As últimas informações indicam que a Ucrânia aceitou uma proposta de paz mediada pelos Estados Unidos para encerrar o conflito com a Rússia, com apenas alguns detalhes finais ainda por definir.
O presidente ucraniano, Volodymyr Zelensky, está preparado para discutir os pontos sensíveis do acordo numa reunião com o presidente americano Donald Trump, agendada para breve. Até ao momento, não há confirmação oficial sobre a posição da Rússia relativamente à proposta.
Esta manhã, o chefe de segurança nacional da Ucrânia, Rustem Umerov, revelou nas redes sociais que Zelensky poderá visitar Washington nos próximos dias para finalizar o acordo: “Esperamos organizar a visita do Presidente da Ucrânia aos EUA na data mais adequada em novembro, para concluir os últimos passos”, escreveu Umerov.
As negociações continuam em curso com a mediação dos EUA e aliados europeus, que também apresentaram contrapropostas para ajustar concessões territoriais e militares incluídas no plano original.
O acordo prevê cláusulas que garantem a soberania da Ucrânia, reduções militares, a realização de eleições previstas, bem como amnistia para as partes envolvidas no conflito.

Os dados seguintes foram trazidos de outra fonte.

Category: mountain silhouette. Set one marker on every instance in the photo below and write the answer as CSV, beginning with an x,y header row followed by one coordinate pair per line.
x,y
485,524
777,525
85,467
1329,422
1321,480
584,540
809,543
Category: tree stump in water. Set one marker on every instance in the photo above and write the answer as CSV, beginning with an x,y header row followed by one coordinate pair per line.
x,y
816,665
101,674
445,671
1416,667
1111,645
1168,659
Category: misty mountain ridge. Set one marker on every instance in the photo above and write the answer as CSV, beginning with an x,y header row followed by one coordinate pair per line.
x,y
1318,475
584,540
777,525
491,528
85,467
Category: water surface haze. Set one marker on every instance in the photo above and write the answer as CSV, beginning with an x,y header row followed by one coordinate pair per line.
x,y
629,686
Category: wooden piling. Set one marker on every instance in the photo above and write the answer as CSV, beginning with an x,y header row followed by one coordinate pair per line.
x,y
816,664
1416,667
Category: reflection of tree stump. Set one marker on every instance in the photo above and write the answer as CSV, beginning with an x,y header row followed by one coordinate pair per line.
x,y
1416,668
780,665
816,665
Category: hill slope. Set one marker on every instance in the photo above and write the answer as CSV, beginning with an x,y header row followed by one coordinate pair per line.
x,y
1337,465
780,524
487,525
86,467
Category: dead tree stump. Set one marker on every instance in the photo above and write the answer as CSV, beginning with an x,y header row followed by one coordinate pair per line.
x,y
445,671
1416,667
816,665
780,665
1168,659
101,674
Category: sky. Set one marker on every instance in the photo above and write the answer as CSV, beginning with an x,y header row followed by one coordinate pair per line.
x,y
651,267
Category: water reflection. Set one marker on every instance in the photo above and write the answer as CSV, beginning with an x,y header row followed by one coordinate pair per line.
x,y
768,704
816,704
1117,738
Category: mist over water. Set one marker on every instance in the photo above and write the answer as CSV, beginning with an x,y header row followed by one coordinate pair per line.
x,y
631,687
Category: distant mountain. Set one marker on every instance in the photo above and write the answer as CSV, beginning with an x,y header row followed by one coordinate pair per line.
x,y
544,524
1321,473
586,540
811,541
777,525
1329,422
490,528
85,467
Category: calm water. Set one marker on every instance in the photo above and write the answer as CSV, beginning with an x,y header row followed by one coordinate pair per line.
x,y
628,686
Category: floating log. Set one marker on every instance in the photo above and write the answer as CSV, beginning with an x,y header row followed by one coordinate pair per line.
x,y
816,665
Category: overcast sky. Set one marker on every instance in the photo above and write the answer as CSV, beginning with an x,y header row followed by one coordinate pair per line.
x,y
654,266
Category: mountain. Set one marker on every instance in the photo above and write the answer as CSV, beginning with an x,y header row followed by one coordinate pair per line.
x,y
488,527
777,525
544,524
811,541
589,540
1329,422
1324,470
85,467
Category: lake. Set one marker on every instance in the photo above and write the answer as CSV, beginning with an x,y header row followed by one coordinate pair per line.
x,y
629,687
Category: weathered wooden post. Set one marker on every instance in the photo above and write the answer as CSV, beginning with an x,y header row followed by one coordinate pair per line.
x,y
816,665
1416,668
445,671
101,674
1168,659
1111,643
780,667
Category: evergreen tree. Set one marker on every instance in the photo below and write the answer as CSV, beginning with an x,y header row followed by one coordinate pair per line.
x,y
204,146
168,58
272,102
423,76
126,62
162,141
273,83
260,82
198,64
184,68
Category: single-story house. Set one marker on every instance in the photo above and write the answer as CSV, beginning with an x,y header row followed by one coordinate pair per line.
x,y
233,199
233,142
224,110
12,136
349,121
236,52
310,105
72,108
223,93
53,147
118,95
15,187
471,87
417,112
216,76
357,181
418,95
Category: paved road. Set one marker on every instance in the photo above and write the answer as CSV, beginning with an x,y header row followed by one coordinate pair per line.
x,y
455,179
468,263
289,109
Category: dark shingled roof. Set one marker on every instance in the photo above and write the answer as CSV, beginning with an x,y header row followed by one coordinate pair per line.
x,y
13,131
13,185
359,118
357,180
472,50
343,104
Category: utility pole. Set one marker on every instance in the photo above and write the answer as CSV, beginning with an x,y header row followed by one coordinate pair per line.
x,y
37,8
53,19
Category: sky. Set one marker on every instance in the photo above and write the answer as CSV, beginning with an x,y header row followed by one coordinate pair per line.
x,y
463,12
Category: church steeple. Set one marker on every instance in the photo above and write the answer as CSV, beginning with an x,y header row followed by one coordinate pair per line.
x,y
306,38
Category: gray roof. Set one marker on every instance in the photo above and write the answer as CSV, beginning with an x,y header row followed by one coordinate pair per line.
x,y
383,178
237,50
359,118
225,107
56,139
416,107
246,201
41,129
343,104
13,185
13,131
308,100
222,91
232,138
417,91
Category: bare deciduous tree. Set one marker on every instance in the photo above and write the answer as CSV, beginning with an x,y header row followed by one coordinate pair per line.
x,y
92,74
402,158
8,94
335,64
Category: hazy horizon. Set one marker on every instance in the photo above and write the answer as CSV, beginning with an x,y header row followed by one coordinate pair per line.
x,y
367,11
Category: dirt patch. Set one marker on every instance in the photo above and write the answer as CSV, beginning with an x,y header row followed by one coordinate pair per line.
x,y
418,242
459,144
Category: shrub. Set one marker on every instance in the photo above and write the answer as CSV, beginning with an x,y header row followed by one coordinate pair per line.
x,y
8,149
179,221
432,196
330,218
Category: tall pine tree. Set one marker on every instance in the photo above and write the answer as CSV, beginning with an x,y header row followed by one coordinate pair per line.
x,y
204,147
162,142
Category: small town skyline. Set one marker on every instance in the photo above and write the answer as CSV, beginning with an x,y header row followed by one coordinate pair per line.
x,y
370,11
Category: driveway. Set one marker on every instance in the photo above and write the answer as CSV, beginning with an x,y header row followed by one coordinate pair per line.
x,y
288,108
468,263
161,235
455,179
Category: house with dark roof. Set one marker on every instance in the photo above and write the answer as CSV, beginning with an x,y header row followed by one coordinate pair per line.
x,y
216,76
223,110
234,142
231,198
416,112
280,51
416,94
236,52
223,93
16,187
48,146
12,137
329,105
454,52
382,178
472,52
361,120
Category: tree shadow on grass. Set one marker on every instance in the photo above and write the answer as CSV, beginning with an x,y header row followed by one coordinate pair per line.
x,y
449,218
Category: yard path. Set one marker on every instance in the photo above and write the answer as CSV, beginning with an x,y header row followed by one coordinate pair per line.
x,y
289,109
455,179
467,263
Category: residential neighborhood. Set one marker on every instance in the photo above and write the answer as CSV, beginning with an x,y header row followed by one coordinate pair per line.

O pacto será juridicamente vinculativo e monitorizado pelo Conselho de Paz, presidido por Trump.
Volodymyr Zelensky confirmou que o plano foi reduzido e ajustado: “Agora há menos de 28 pontos e várias questões fundamentais foram consideradas”, afirmou, garantindo que discutirá directamente os aspectos mais delicados com Donald Trump — apesar de a Casa Branca assegurar que não há encontro oficialmente agendado.
Donald Trump já tinha declarado que gostaria que o Presidente ucraniano assinasse o acordo até 27 de Novembro, Dia de Acção de Graças nos EUA. No entanto, ainda permanecem questões centrais por resolver antes que seja possível concluir o pacto.
O presidente russo, Vladimir Putin, admitiu que a proposta dos EUA “poderia servir de base” para um futuro entendimento, embora não esteja claro até que ponto a versão revista se mantém alinhada com discussões anteriores. Caso Kiev rejeite, Moscovo ameaçou intensificar a ofensiva na frente de batalha.
O porta-voz do Kremlin, Dmitry Peskov, afirmou que a Rússia continua “completamente aberta a negociações” e que “está interessada em alcançar os seus objectivos através de meios diplomáticos e políticos”. Peskov acrescentou que a participação dos países europeus é necessária: “É praticamente impossível discutir o sistema de segurança na Europa sem a participação dos europeus”.
A comunidade internacional acompanha com atenção os próximos movimentos diplomáticos, que poderão definir o futuro imediato da estabilidade na região.